Parallel Decoding via Text Diffusion
DiffusionGemma departs from the standard autoregressive paradigm—where tokens are generated sequentially, one at a time—by utilizing text diffusion. Inspired by image generation models, it begins with a canvas of random placeholder tokens and iteratively refines them in parallel. This approach allows the model to finalize approximately 15–20 tokens per forward pass, significantly increasing throughput on dedicated GPUs.
Architecture and Performance
Built on the Gemma 4 26B-A4B backbone, the model is a Mixture of Experts (MoE) architecture that activates only 3.8B parameters during inference. Key technical features include:
- Bidirectional Attention: Unlike autoregressive models restricted to causal (backward-looking) attention, DiffusionGemma uses bidirectional attention during denoising, allowing tokens to attend to the entire sequence.

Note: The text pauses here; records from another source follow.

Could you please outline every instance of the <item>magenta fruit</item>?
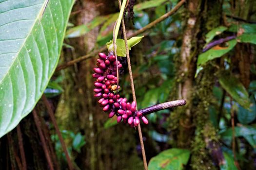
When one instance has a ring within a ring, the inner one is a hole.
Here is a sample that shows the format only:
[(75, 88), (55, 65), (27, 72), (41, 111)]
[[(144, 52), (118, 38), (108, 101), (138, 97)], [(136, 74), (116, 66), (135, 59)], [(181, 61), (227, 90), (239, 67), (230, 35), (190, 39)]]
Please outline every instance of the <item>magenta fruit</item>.
[[(96, 86), (94, 89), (95, 97), (100, 97), (98, 100), (100, 106), (104, 112), (110, 111), (109, 117), (117, 116), (118, 123), (122, 120), (128, 123), (131, 126), (137, 126), (140, 119), (145, 124), (148, 123), (147, 119), (141, 112), (136, 111), (136, 102), (131, 103), (127, 102), (127, 99), (120, 98), (117, 93), (120, 86), (117, 85), (117, 62), (115, 55), (106, 55), (103, 53), (98, 54), (99, 58), (97, 59), (97, 67), (93, 69), (95, 73), (93, 77), (97, 79), (94, 82)], [(119, 61), (118, 61), (118, 67), (122, 67)]]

- Self-Correction: The model can re-noise and refine low-confidence tokens during the denoising process, a capability impossible in standard autoregressive decoding where tokens are committed once generated.
- Hardware Utilization: By shifting the bottleneck from memory bandwidth to compute, the model achieves 1000+ tokens per second on an NVIDIA H100 and 700+ tokens per second on an NVIDIA GeForce RTX 5090.
- Hybrid Inference: For longer sequences, it employs 'Block Autoregressive Diffusion,' where 256-token blocks are denoised in parallel and then committed to the KV cache before starting a new canvas.
Trade-offs and Use Cases
Google explicitly positions DiffusionGemma for local, low-latency, single-user workloads like in-line editing and rapid iteration. It is not intended to replace standard autoregressive models for high-quality production tasks, as its overall output quality is lower. Furthermore, the speed advantages diminish in high-concurrency cloud environments where autoregressive models already saturate compute resources efficiently. When quantized, the model fits within 18GB of VRAM, making it accessible for high-end consumer hardware.